The comment appeared to be an attempt to put the acrimonious past behind in ties with Afghanistan as the political transition in Kabul gets under way.
Know more: Karzai slams US, Pakistan in farewell speech
In his farewell speech, Mr Karzai said he had visited Pakistan 20 times in an attempt to reach a negotiated settlement with Taliban, but his efforts were thwarted. He accused Pakistan of trying to control Afghanistan’s foreign policy.
Allegations and counter-allegations, because of deep-rooted mistrust between the two countries, are not new.
However, with new government taking office on Monday Pakistan intends to use the opportunity to turn the page in ties.
“Pakistan and Afghanistan are neighbours. We face common challenges and we have to confront them and find solutions for them jointly through collaboration,” the spokesperson said.
Pakistan will use its contacts with the new government to attempt to rebuild the frayed “bilateral relations and resolve the issues of sanctuaries of terrorists inside Afghanistan and cross-border attacks”.

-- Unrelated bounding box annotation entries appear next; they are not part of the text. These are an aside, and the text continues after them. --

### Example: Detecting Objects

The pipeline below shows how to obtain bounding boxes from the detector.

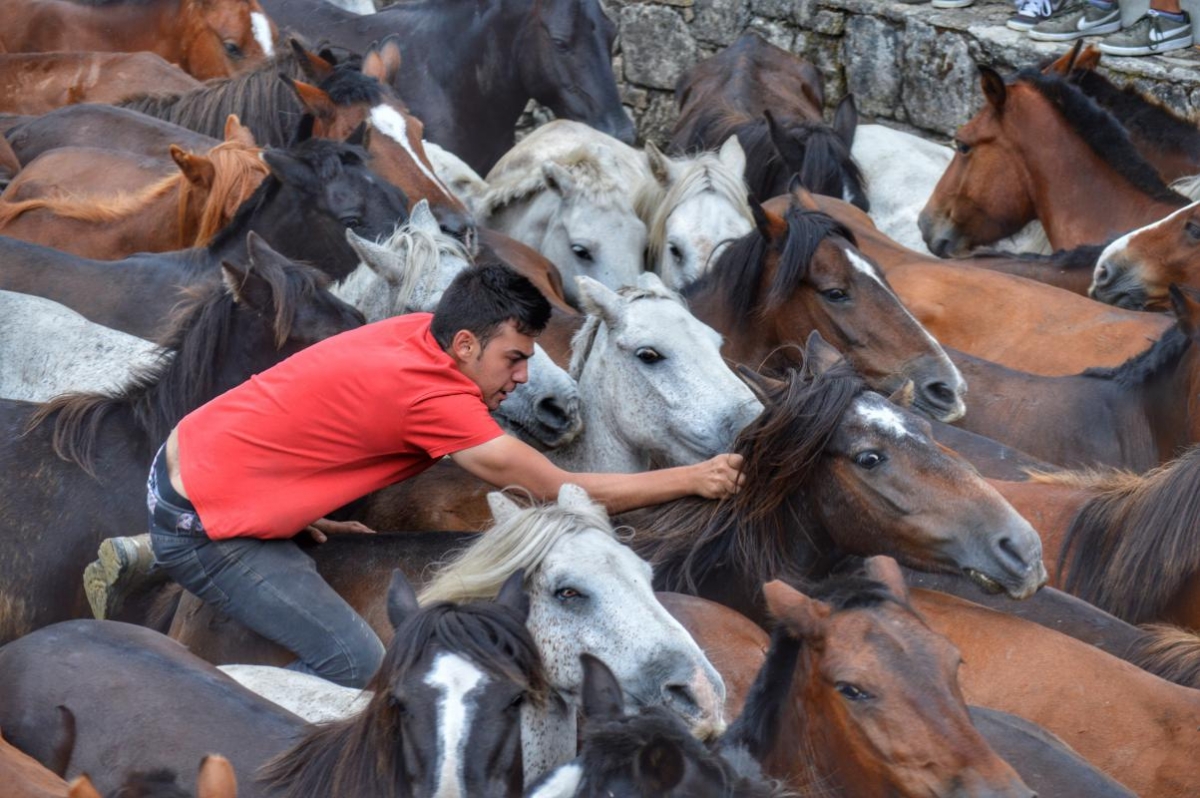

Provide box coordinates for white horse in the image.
[550,272,762,473]
[479,121,646,304]
[332,199,583,450]
[634,136,754,290]
[851,125,1051,254]
[222,485,725,784]
[0,290,162,402]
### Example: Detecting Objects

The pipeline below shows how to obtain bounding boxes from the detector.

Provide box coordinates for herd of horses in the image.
[0,0,1200,798]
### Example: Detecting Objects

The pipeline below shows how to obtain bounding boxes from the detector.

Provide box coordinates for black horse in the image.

INDIA: The FO spokesperson confirmed that there was no planned meeting between Prime Minister Nawaz Sharif and his Indian counterpart Narendra Modi on the sidelines of the UN General Assembly session in New York. “We have not sought a meeting and we have not received any request,” she added.
The two countries looked close to a rapprochement after a year and half of border tensions, which badly strained their tense relationship, when Prime Minister Sharif visited Delhi for attending the oath-taking ceremony of Mr Modi.
In their meeting, the two leaders had agreed on a meeting of the foreign secretaries for which a date was also fixed later. But days before the planned Aug 25 meeting of the secretaries in Islamabad, India cancelled it on the pretext that the Pakistani high commissioner in New Delhi had met Kashmiri Hurriyat leaders.
About any proposal for reconvening the cancelled meeting, the spokesperson said: “We did not cancel the talks so it is up to India now to indicate how it wants to proceed.”
She said Pakistan would focus on disputes between the two countries, including the core issue of Jammu and Kashmir, so that a peaceful solution could be found through dialogue. “Our efforts are not lacking in any way.”